Deixamos aqui então o artigo, desta vez traduzido. Esperamos que também tu questiones e medites um pouco sobre isto. Para que o Amor seja sempre a base da tua relação. 🙂

““Para quê apaixonarmo-nos, se cada um fica inerciamente como sempre foi?” Mary McCarthy perguntou à sua amiga Hannah Arendt na sua correspondência sobre amor. A pergunta ressoa, porque responde a uma necessidade central do amor – na sua verdadeira força, o amor invariavelmente, muda-nos, descondicionando-nos de patologias que nos fazem sofrer e elevando-nos ao nosso maior, mais alto potencial humano. Permite-nos, como escreveu Barack Obama tão eloquentemente nas suas reflexões sobre o que a sua mãe lhe ensinou sobre amor, “ultrapassar a nossa solidão, e depois, se tivermos sorte, sermos finalmente transformados em algo mais forte.”

Mas no ideal romântico, sobre o qual o nosso moderno mito de amor é construído, a busca desta união é levada a um extremo tal, que torna o amor frágil. Quando é esperado que os amantes se fundam tão profundamente e completamente, esta reciprocidade transforma-se numa paralizante co-dependência – uma firmeza calcificada e rígida, que torna quebradiça a possibilidade de crescimento.

No mais nutritivo tipo de amor, a comunhão da união coexiste com uma proteção da individualidade, os dois aspectos que estão sempre em dinâmico e fluído diálogo. O filósofo Martin Heidegger capturou esta ideia de forma lindíssima, nas suas cartas de amor para Hannah Arendt: “Porque o amor é tão rico, para além de todas as possíveis experiências humanas, e um doce fardo para aqueles que se focam no seu domínio? Porque nós tornam-nos no que amamos e mesmo assim, permanecemos nós próprios.”

Este difícil equilíbrio de intimidade e independência é o que o grande artista, poeta e filósofo Libanês-americano  Kahlil Gibran (6 de janeiro, 1883– 10 de Abril, 1931) explora com um discernimento fora do comum, e poética precisão, numa passagem da sua obra prima “O profeta”, de 1923.

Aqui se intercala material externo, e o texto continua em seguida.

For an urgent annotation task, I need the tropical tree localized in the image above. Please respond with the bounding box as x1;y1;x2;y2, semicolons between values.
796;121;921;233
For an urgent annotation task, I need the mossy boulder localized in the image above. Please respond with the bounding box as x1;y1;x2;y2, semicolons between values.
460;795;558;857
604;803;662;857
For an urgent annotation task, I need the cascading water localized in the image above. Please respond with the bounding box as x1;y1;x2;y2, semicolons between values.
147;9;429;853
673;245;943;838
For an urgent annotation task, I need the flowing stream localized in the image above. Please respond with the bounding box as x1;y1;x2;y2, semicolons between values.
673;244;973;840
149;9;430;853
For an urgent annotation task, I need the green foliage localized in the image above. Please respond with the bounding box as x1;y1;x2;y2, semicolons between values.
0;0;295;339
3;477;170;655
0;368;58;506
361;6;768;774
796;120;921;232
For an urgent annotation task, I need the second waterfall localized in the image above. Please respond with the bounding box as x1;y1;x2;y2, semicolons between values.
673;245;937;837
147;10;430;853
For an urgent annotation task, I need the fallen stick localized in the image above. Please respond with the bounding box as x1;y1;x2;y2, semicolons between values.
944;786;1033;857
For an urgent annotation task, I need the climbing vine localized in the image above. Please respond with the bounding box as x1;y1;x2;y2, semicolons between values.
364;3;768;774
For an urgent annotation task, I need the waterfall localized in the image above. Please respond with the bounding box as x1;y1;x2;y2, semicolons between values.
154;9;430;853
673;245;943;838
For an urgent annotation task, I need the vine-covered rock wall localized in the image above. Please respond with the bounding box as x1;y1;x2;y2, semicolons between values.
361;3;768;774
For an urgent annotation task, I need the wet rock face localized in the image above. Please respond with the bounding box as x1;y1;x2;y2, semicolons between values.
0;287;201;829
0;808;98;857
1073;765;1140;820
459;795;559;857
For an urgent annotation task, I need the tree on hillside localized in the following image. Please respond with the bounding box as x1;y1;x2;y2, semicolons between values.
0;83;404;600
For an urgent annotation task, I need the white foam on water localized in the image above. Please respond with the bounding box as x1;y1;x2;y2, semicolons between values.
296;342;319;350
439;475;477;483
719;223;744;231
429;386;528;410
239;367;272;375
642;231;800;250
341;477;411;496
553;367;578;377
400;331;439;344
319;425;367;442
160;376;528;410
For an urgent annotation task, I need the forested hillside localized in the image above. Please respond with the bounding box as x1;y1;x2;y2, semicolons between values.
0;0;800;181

(O segredo de um casamento duradouro e feliz:)

Permiti que haja espaços na vossa união.

Permiti que os ventos celestiais possam dançar entre vós.

Amem-se, mas não façais do amor uma prisão.

Deixem antes que seja um mar ondulante por entre as orlas das vossas almas

Encham a taça um do outro, mas não bebam da mesma taça.

Dêem do vosso pão um ao outro, mas não comam do mesmo pedaço.

Cantem e dancem juntos e fiquem contentes, mas deixem que cada um fique só.

Até as cordas de uma lira estão sozinhas, embora vibrem ao som de umma mesma melodia.
Entreguem os vossos corações, mas não à guarda um do outro.

Pois só a mão da Vida pode conter os vossos corações.

E permanecei juntos, mas não demasiado perto: pois os pilares do templo estão apartados,

E o carvalho e o cipestre não crescem na sombra um do outro.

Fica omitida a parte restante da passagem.